So, how do you bargain?

When you walk accross a shop, let say a T shirts shop, the seller often shout loudly to you in their Balinese accent, "Come ya, just have a look. Not buying is okay." You walk in and see something you like and take it. You try it and the seller give a price. Tell the seller that the price is too expensive, shake your head, and give the T-shirt back to the seller. Then the seller will lower the price or ask you to name your price. Normally, people bargain fifty percent of what the price is offered. Let say, the price is 10 bucks, then you bargain 5 bucks. Then maybe you’ll pay 7 dollar for it. But, indeed, you can start lower than fifty percent and end up paying fifty percent depending on the things you want to buy.

Sometimes the bargaining can be hard because the seller won’t lower the price. You have stated the price 6 bucks, but the seller remain in her price;9 bucks. What you can do is leave the shop.

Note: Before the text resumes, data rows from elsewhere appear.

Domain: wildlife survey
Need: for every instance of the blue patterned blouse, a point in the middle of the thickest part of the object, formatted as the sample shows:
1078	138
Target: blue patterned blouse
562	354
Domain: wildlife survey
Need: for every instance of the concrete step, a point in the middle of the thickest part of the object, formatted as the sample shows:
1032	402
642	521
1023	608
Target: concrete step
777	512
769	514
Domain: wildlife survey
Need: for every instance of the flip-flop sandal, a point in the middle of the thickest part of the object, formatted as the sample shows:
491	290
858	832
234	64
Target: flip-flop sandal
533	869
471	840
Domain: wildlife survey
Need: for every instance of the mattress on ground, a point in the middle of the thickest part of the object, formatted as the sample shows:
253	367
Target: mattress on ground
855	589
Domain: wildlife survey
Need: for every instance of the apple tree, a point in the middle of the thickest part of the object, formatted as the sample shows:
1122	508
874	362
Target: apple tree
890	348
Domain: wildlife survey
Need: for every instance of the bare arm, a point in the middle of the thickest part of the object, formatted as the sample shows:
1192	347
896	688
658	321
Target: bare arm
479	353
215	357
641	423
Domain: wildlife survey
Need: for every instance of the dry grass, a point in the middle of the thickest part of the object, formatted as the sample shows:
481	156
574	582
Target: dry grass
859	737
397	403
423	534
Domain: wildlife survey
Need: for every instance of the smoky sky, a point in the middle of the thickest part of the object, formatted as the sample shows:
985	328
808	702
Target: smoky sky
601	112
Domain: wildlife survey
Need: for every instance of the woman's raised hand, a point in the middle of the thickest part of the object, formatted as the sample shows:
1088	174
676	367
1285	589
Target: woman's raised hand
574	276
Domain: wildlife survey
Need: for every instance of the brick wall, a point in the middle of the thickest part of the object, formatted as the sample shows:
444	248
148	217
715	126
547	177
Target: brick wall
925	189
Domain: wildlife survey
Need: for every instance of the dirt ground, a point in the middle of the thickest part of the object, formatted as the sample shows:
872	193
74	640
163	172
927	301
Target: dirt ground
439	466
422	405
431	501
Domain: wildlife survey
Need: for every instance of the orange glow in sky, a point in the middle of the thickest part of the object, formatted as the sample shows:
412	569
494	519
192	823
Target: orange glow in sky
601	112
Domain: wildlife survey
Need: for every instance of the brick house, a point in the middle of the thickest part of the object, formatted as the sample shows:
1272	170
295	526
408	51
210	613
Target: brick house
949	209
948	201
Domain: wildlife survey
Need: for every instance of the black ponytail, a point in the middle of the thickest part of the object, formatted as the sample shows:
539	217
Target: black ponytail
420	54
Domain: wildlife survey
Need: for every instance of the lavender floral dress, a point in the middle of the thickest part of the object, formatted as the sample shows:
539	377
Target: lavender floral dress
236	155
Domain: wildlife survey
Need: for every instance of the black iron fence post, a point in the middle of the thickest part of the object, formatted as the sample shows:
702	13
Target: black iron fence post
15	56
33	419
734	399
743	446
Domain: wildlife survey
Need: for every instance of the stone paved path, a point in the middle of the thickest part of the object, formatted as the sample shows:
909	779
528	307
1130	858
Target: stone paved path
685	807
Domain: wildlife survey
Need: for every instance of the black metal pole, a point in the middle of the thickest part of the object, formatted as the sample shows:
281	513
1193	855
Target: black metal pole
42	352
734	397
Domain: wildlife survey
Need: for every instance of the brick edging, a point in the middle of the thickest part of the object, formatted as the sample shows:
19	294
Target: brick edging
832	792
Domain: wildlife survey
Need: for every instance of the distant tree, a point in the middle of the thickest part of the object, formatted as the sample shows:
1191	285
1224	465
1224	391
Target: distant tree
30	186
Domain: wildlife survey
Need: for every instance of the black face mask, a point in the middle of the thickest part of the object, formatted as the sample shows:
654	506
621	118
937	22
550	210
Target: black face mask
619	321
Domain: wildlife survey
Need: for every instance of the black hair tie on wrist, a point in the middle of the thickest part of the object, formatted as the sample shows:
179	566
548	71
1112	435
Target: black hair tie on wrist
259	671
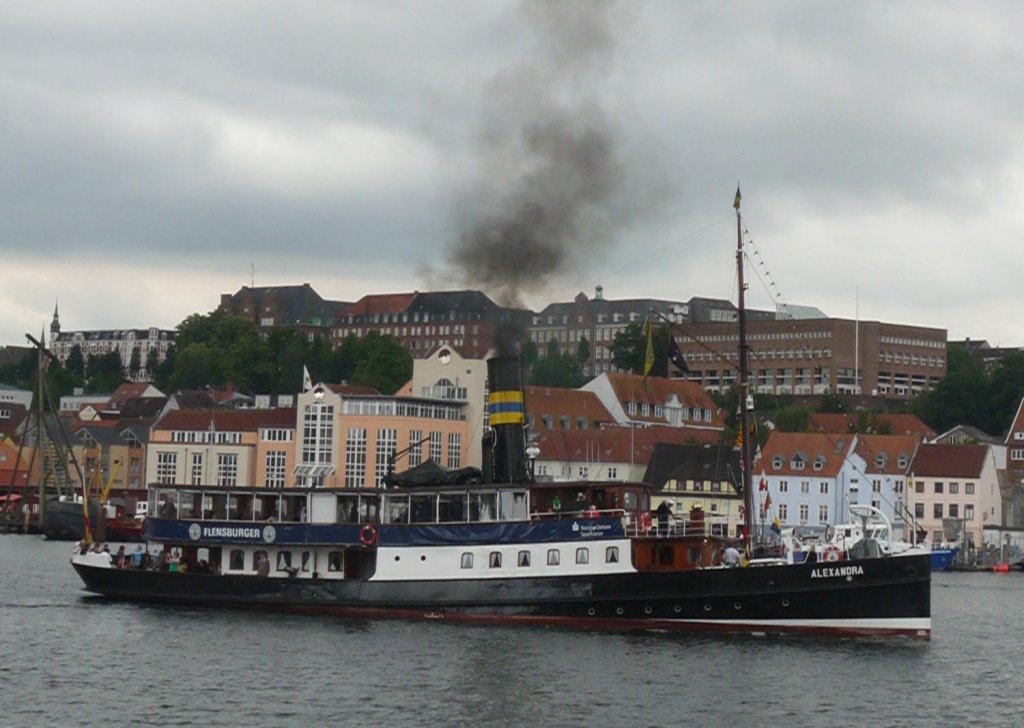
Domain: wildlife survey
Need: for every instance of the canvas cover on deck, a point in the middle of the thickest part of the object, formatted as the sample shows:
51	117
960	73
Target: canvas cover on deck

By leaving, it will look to the seller that you are not interested in buying, then she will lower the price. Maybe she says 8 bucks, but you walk farther, finally she says okay. She agree with your price. It is time to go back and get the goods.

In certain case, the seller will not call you back when you leave. This only can mean one thing, your price is too low. Then you should forget about it, and find other shop that sell the same stuff. You will find it easily. In fact, it is also important to visit few shops to have an idea how much things cost by comparing the price from one shop to other shop. Then you’ll be able to draw to a conclusion how much things really cost.

Why bargaining?

It is just a tradition in Bali, and I think in many Asian countries. It could be easier, you say, if all price is fixed and there is no need to bargain. Well, you can go to places like supermarket and shopping centre where the price is fixed. Balinese like bargaining. This you can see if you visit a local market where locals haggle for price. I think the idea of bargaining make us feel that we can get better or less expensive price.